Genomic compliance with Chargaff's second parity rule may have originated non-adaptively, but stem-loops now function adaptively.

Of Chargaff's four rules on DNA base quantity, his second parity rule (PR-2) is the most contentious. Various biometricians (e.g., Sueoka, Lobry) regarded PR-2 compliance as a non-adaptive feature of modern genomes that could be modeled through interrelations among mutation rates. However, PR-2 compliance with stem-loop potential was considered adaptively relevant by biochemists familiar with analyses of nucleic acid structure (e.g., of Crick) and of meiotic recombination (e.g., of Kleckner). Meanwhile, other biometricians had shown that PR-2 complementarity extended beyond individual bases (1-mers) to oligonucleotides (k-mers), possibly reflecting "advantageous DNA structure" (Nussinov). An "introns early" hypothesis (Reanney, Forsdyke) had suggested a primordial nucleic acid world with recombination-mediated error-correction requiring genome-wide stem-loop potential to have evolved prior to localized intrusions of protein-encoding potential (exons). Thus, a primordial genome was equivalent to one long intron.

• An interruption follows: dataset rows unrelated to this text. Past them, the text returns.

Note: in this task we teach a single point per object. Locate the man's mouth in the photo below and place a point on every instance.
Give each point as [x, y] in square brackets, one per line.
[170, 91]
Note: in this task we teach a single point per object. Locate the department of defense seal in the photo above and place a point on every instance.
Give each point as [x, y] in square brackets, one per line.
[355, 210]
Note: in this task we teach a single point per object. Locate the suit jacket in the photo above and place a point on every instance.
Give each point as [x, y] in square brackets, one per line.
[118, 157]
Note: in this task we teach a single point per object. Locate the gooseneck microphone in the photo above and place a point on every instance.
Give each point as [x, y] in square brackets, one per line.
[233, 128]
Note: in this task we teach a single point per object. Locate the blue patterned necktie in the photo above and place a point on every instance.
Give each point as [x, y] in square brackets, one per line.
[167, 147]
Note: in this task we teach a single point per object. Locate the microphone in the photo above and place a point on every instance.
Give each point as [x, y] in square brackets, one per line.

Indeed, when assessed as the base order-dependent component (correcting for local influences of GC%), modern genes, especially when evolving rapidly under positive Darwinian selection, display high intronic stem-loop potential. This suggests forced migration from neighboring exons by competing protein-encoding potential. PR-2 compliance may have first arisen non-adaptively. Primary prototypic structures were later strengthened by their adaptive contribution to recombination. Thus, contentious views may actually be in harmony.